Welcome! Log In Create A New Profile

Advanced

Sphider-plus version 2.9 released

Posted by Tec 
Tec
Sphider-plus version 2.9 released
November 02, 2012 01:34PM
As it might be of interest also for the users of original Sphider:
Meanwhile the latest development of Sphider-plus is available at [www.sphider-plus.eu]

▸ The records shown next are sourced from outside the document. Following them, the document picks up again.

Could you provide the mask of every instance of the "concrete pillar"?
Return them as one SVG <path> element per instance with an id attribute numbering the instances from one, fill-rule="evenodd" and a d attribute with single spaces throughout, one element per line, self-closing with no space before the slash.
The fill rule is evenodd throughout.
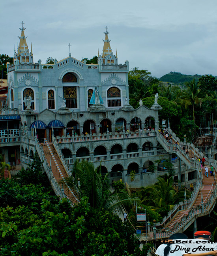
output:
<path id="1" fill-rule="evenodd" d="M 107 150 L 107 159 L 108 160 L 110 160 L 110 150 Z"/>
<path id="2" fill-rule="evenodd" d="M 138 147 L 139 156 L 140 157 L 142 157 L 142 148 Z"/>
<path id="3" fill-rule="evenodd" d="M 180 182 L 179 182 L 179 189 L 180 189 L 181 188 L 181 159 L 178 157 L 177 157 L 177 159 L 178 160 L 178 180 L 180 180 Z"/>
<path id="4" fill-rule="evenodd" d="M 124 184 L 127 181 L 127 169 L 123 169 L 123 183 Z"/>
<path id="5" fill-rule="evenodd" d="M 90 162 L 94 162 L 94 152 L 90 152 Z"/>

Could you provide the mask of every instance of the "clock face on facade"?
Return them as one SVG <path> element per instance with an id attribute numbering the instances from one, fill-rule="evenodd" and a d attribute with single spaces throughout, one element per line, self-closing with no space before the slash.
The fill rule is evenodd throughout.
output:
<path id="1" fill-rule="evenodd" d="M 26 79 L 25 81 L 25 84 L 26 85 L 30 85 L 32 84 L 32 82 L 30 79 Z"/>
<path id="2" fill-rule="evenodd" d="M 111 83 L 112 84 L 116 84 L 116 82 L 117 81 L 116 81 L 116 79 L 115 79 L 114 78 L 113 78 L 111 80 Z"/>

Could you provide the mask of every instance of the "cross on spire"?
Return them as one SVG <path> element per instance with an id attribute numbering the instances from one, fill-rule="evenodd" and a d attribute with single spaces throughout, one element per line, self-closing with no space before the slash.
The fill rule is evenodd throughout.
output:
<path id="1" fill-rule="evenodd" d="M 70 43 L 69 43 L 69 45 L 68 45 L 68 46 L 69 47 L 69 56 L 70 57 L 71 57 L 71 52 L 70 52 L 70 47 L 72 46 L 70 45 Z"/>
<path id="2" fill-rule="evenodd" d="M 27 46 L 26 46 L 25 45 L 25 44 L 23 44 L 23 45 L 21 46 L 21 47 L 23 47 L 23 48 L 24 49 L 24 51 L 25 51 L 25 50 L 26 50 L 25 48 L 27 47 Z"/>
<path id="3" fill-rule="evenodd" d="M 23 22 L 22 21 L 22 22 L 21 22 L 21 24 L 22 24 L 22 28 L 23 29 L 23 24 L 24 24 L 25 23 L 24 22 Z"/>

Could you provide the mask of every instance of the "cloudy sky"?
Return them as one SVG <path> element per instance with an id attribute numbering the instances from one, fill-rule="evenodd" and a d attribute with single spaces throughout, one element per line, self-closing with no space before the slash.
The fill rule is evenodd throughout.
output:
<path id="1" fill-rule="evenodd" d="M 101 53 L 108 28 L 119 63 L 160 77 L 170 71 L 217 76 L 217 0 L 1 0 L 0 54 L 13 55 L 25 23 L 35 62 Z"/>

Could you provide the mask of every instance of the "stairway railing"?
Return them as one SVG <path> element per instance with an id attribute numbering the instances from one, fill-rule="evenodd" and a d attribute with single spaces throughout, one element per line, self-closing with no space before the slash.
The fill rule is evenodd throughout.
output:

In front of version 2.8 of Sphider-plus the following items have been added / modified:


New feature:
Support for non-ASCII URLs using 'Internationalized Domain Names' (IDN).
It is a standard described in RFC 3490, RFC 3491 and RFC 3492.
If activated, internationalized domain names like 'http://президент.рф/' and 'http://müller.de/'
will be accepted as new sites in Admin backend, as well as in User's addurl form.

New feature:
Support Punycode URLs like http://xn--90aoqlh7c4a.xn--d1abbgf6aiiy.xn--p1ai/
Converted into the readable form http://события.президент.рф/
To be activated in Admin settings.

New feature:
Besides the usual HTML elements <element> , also delete from full text all those HTML elements,
which are defined like &lt; element &gt;
To be activated in Admin settings.

New feature:
Index only parts of a page, defined by <element> . . . </element>
This feature is foreseen to cooperate with the new HTML5 elements like
section, nav, aside, hgroup, article, header, footer, etc
If enabled in Admin settings, the values as defined in the list-file
…/include/common/elements_use.txt will be used to index only the page content between
<element> . . . </element>

New feature:
Ignore parts of a page, defined by <element> . . . </element>
This feature is foreseen to cooperate with the new HTML5 elements like
section, nav, aside, hgroup, article, header, footer, etc
If enabled in Admin settings, the values as defined in the list-file
…/include/common/elements_not.txt will be used to remove the content between
<element> . . . </element> from the page content.
This is the contrary function to 'Index only parts of a page, defined by <element> . . . </element>'

New feature:
Index only files and documents with defined suffix :
If activated, all pages of the site will be searched for links,
but only files with suffixes as defined in the docs list will be indexed.

New feature:
1. Perform a WHOIS check for sites waiting for approval in Admin backend.
2. Perform a WHOIS check for suggested URLs direct in the addurl form,
so that invalid URLs will automatically be rejected.
For both tests a basic list of WHOIS servers for the generic top level domains
and some important country codes (supporting 30 suffixes),
or an extended list (supporting 155 suffixes) are selectable.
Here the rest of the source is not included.